Wednesday 13 August 2008

A vowel of a difference

Many thanks to Harry for his blog. No doubt you will be hearing from him again. He is our man for Nod off in Welsh!

While Scotland prepares for the return to school next week, many other of you are probably still packing cases. This is a good time to reflect on the role of that all important object - the phrasebook. I spent 15 years producing phrase books and even now they never cease to fascinate me.

First of all, it is the sheer optimism of both publisher and punter in believing that it could be whipped out from a bag or pocket, the exact topic located, the suitable phrase homed in on, the foreign phrase uttered (in this case, ‘please stop the bus, my child is going to be sick’), all in time to prevent the child in question vomiting all over the other passengers.

Those 15 years, which stretched from the early nineties to the mid-noughties, saw a huge change in the way we communicate. I had mastered the telex just in time to see it superseded by the fax. Then email began to emerge from the ether, dragging the net behind it (or perhaps it should be the other way round). Snapping on the heels of all this, was the mobile. It transformed itself from a brick into a wafer, embedding itself so deeply in our lives that most of us suffer from rigor immobilis should we be parted from it.

All this means that we want to communicate as fast as possible. Banished from the phrase book were meandering questions such as ‘would you be so kind as to tell me how to get to the museum’. It became ‘the museum, please’. And long gone are the days of leisurely travel when you really did need that crucial question ‘will this cheese travel well?’.

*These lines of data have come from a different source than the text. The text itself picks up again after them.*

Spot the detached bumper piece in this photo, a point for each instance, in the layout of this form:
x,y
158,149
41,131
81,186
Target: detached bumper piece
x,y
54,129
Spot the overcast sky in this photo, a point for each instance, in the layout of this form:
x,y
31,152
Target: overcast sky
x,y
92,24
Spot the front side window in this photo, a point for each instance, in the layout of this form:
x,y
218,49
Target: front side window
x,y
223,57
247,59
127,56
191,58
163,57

Today it is not so much phrases that you need, as step-by-step instructions for how to use an automated petrol pump, an automated ticket-machine, even the automated loo. Often these situations, which seem so familiar, can cause the most angst. Things which were once so simple, like finding a reservation ticket stuck in the back of a train seat, are replaced by overhead electronic messaging going round and round in a loop causing you to panic. I remember the time I stood under one saying to my daughters ‘just wait here, they aren’t going to turn up’, only to look at my ticket and see that they were in fact our seats!

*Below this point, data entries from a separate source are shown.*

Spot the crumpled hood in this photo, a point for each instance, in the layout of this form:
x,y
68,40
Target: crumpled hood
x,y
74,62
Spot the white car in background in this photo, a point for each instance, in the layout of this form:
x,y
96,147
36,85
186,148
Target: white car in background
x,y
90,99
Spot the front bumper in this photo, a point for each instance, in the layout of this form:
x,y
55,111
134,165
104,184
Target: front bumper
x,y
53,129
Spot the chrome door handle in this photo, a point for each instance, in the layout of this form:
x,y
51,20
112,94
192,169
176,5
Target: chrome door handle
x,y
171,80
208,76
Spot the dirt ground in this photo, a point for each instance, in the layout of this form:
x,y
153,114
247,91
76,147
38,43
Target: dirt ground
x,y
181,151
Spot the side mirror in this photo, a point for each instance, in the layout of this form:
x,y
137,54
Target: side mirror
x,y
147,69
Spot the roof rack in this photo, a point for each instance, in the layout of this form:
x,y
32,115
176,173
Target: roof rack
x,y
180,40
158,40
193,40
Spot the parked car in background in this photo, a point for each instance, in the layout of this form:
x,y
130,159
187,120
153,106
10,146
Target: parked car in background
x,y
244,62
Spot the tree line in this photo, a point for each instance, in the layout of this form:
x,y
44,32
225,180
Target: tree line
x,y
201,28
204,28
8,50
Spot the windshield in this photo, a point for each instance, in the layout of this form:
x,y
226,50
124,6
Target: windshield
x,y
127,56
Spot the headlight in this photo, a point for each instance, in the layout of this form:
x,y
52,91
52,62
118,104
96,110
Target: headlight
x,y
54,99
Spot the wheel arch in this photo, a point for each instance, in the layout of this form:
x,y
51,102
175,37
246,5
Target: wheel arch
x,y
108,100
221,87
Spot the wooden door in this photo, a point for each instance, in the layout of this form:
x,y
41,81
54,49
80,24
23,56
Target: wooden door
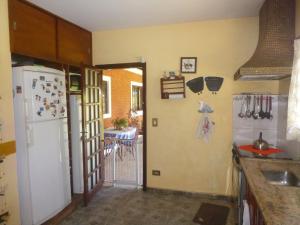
x,y
73,43
92,122
32,31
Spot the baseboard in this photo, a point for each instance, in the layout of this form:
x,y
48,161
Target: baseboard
x,y
57,219
195,194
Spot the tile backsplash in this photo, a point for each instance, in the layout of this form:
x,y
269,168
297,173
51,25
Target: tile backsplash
x,y
246,130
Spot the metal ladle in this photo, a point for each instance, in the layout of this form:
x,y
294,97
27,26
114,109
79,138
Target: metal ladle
x,y
256,115
248,111
241,114
270,108
261,112
253,113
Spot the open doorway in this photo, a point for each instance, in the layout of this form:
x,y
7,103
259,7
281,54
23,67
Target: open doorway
x,y
124,110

Still, life moves on and phrase books are always handy. I remember an old school friend who au-paired for a Vietnamese family in Paris. When she met the grandmother for the first time, so impressed was she with the old lady’s youthful looks, that she felt compelled to utter the compliment ‘comme vous êtes jaune’. As soon as it left her mouth she froze in horror at that incorrect vowel. Instead of saying‘jeune’ (young), she had said ‘jaune’ (yellow). At least with a phrase book she’d never have found the phrase in time to make such a faux-pas.